Two watts at the edge has a consequence the spec sheet does not spell out. When inference is local, the marginal cost of an answer is zero. There is no per-token meter running, no API call leaving the device, and so no data egress: the input never travels to a third party, which is its own line item in any regulated or sovereign deployment. Compare that to cloud inference, where every answer carries a per-token charge and every input is data you have handed to a building you don’t control.
And it is one checkpoint, not a per-platform port. The same GoM build runs across Apple, NVIDIA, and AMD — linear-time, non-attention core (details under NDA) — so the device you happen to have does not fork the model you have to maintain. One artifact, three silicon families, the edge and the datacenter alike.
| GoM · edge | Best local model | Frontier · cloud | |
|---|---|---|---|
| Whole-package footprint | ~2.54 GB | ~39 GB | hundreds of GB+ |
| On-device power | < 2 W | tens of W (GPU) | datacenter-scale |
| Data egress | none — stays on device | none — stays on device | every input leaves |
| Marginal cost per answer | $0 | $0 (your hardware) | per-token pricing |
| Retry / sampling tax | none — exact execution | yes, if sampling | yes — billed |
Why this is the grid’s problem too
Zoom out from the single device and the footprint story becomes an infrastructure story. The U.S. national labs and the IEA have been tracking where the new demand comes from, and it increasingly points at this build-out: data centers drove about half of all U.S. electricity-demand growth in 2025, a share the IEA expects to hold through 2030, with Berkeley Lab putting data centers on track for a large share of total U.S. electricity by the end of the decade (LBNL / DOE, 2024; IEA Electricity 2026).
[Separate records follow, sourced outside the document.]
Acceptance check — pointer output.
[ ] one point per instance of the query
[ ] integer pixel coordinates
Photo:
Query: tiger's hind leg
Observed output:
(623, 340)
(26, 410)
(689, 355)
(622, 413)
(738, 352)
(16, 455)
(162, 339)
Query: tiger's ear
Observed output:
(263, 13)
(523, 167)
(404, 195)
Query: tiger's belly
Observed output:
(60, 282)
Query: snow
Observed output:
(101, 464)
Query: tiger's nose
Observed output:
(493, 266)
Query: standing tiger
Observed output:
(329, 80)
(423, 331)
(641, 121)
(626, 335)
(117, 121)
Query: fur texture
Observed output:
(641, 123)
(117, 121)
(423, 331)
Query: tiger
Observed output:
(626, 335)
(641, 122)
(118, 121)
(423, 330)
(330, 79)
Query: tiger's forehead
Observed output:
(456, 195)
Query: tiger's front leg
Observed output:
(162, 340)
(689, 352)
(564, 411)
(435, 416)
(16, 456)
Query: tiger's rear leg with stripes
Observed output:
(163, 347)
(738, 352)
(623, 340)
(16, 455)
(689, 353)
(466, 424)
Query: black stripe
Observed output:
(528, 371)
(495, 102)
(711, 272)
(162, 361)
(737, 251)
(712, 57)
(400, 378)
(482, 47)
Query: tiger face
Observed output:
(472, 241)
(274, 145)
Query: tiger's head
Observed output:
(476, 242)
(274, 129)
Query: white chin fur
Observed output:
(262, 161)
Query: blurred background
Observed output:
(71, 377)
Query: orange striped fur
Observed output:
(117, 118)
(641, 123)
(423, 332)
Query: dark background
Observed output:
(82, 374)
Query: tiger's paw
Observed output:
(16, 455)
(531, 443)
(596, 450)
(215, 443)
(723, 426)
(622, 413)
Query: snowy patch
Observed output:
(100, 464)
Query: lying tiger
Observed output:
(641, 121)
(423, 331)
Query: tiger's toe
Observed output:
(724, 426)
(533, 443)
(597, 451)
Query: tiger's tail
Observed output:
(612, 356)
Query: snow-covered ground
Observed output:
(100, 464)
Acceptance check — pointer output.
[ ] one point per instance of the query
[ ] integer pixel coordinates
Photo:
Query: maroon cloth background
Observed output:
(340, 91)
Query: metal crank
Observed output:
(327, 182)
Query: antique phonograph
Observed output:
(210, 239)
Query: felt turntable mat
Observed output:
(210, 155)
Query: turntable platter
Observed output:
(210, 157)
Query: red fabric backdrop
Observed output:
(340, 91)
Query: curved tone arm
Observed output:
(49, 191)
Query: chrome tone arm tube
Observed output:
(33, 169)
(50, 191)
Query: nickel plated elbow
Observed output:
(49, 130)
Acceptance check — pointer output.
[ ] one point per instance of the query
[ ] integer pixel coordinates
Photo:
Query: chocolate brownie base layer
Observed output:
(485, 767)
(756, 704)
The direction of travel is not in dispute: more capability has so far meant more compute, which has meant more power, drawn from a grid that does not expand on a model-release cadence.
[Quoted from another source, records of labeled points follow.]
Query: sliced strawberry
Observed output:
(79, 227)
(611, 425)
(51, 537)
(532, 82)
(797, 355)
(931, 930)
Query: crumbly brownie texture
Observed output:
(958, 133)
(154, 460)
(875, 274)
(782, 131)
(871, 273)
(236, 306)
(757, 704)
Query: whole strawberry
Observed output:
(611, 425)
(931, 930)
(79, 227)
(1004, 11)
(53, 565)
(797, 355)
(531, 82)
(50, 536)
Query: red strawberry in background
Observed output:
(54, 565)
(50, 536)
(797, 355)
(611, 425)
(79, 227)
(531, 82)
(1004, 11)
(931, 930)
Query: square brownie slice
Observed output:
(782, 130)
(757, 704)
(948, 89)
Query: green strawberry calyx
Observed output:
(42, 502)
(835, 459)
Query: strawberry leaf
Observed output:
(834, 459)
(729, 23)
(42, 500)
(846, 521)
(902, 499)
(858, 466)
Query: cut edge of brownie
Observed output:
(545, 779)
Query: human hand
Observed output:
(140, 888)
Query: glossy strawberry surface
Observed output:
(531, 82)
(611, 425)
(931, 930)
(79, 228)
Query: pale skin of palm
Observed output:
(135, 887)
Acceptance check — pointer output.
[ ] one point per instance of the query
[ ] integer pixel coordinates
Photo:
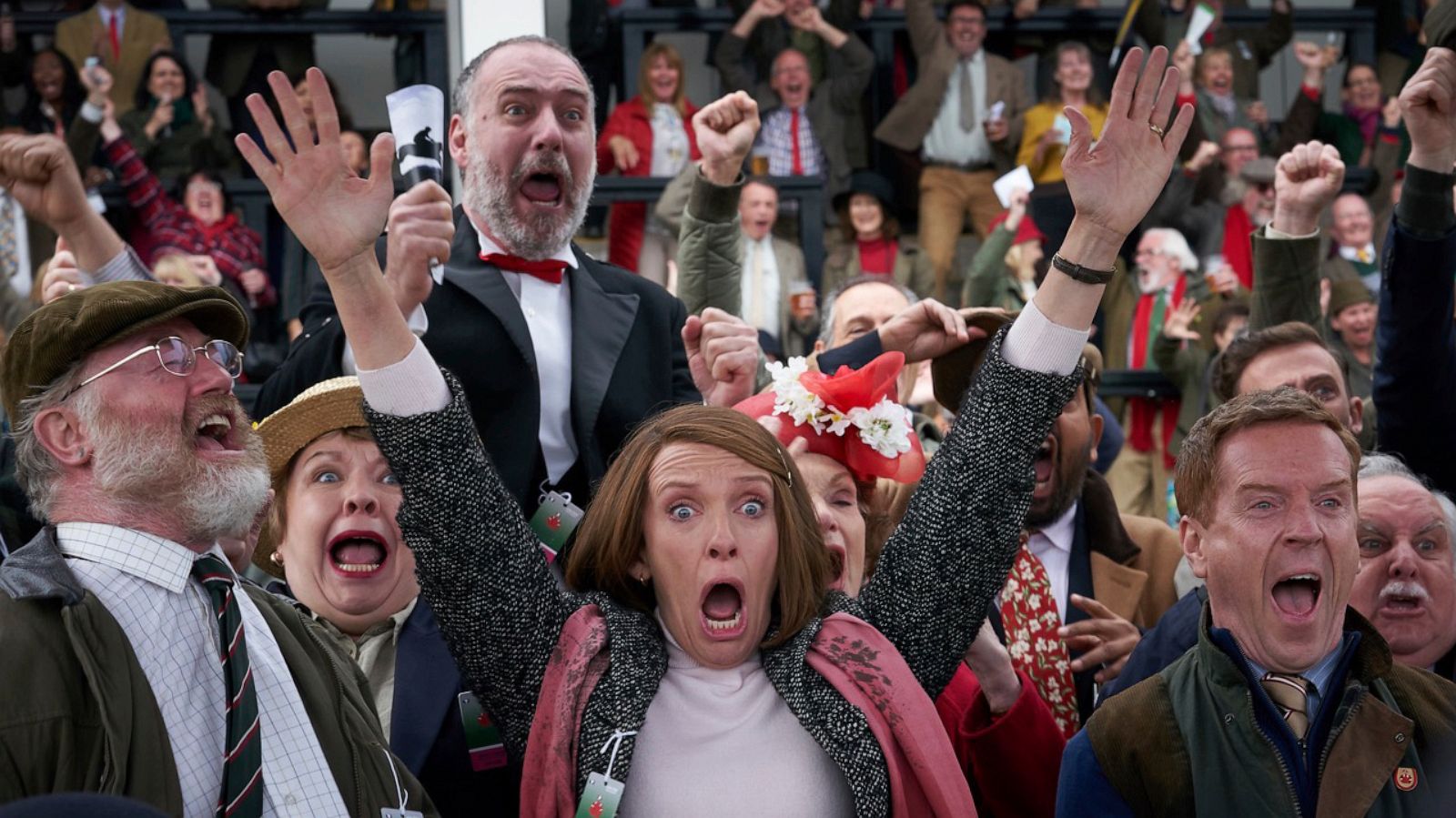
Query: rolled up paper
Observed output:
(417, 116)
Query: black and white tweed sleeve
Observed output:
(953, 549)
(480, 563)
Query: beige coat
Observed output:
(142, 34)
(910, 119)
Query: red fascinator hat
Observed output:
(851, 417)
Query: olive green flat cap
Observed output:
(57, 335)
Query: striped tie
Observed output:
(1290, 694)
(244, 759)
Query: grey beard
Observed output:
(145, 472)
(488, 192)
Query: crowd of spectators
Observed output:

The default answer to that pressure has been to build — more datacenters, more substations, more generation to feed them. That is one answer. It is a capital-and-concrete answer, and it ties the growth of AI capability to the growth of the power grid as if the two were the same line on a chart.
GoM is the software side of that decoupling. If serious reasoning fits in 2.54 GB and runs under two watts on hardware that already exists in the field, then a large class of inference does not need the datacenter at all. The work happens where the question is asked, on power that is already there, at zero marginal cost and zero data egress. You do not retire the cloud; you stop sending it the volume that never needed to leave the device. The capability curve keeps climbing — the power curve does not have to climb with it.
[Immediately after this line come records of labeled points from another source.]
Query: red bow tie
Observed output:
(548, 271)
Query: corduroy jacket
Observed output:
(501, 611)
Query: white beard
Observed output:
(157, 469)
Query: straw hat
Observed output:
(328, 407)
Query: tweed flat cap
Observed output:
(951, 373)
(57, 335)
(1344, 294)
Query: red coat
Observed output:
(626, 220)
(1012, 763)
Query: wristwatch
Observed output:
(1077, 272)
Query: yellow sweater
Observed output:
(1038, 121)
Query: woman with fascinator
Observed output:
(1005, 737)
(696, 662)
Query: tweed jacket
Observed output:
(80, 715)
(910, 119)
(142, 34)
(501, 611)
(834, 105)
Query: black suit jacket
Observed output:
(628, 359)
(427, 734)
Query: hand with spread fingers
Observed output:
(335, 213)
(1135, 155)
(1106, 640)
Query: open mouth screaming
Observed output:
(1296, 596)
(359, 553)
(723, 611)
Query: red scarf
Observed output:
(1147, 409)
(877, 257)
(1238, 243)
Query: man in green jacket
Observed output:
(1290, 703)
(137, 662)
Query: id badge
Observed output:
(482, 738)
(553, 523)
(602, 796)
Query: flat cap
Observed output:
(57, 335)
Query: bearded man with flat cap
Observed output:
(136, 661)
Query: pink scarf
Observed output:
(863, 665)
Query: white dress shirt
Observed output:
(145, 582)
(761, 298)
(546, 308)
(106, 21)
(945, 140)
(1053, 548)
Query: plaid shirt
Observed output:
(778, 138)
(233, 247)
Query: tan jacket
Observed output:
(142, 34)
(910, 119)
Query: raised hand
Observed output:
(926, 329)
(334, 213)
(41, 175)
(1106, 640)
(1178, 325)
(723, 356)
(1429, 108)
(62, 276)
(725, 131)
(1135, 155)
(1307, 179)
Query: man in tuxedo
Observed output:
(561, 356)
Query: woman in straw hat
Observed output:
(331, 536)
None of this asks you to trade capability for thrift. The earlier notes in this series make the capability case on its own terms — depth, reproducibility, in-session learning. What this note adds is that the capability arrives in a package light enough to live on the device, quiet enough to run on its power, and exact enough to carry no hidden retry bill. That combination is the argument for moving inference to the edge: not because the cloud is bad, but because most of the work no longer needs it.
See it run
Demo Recorded · real logged runsMethodology and honesty: GoM figures (2.54 GB whole package, < 2 W on-device, $0 marginal cost, exact execution, one checkpoint across Apple/NVIDIA/AMD) are from logged builds, including the current TestFlight release for iOS and macOS — not live or projected runs. Footprint and power numbers for closed frontier systems are third-party estimates, since those vendors do not publish them. The grid figures are from the U.S. national labs and the IEA (Berkeley Lab / DOE, 2024 United States Data Center Energy Usage Report; IEA, Electricity 2026); the ~50% figure is data centers' share of U.S. electricity-demand growth in 2025 (projected to hold to 2030), not of total electricity. Core architecture details are under NDA.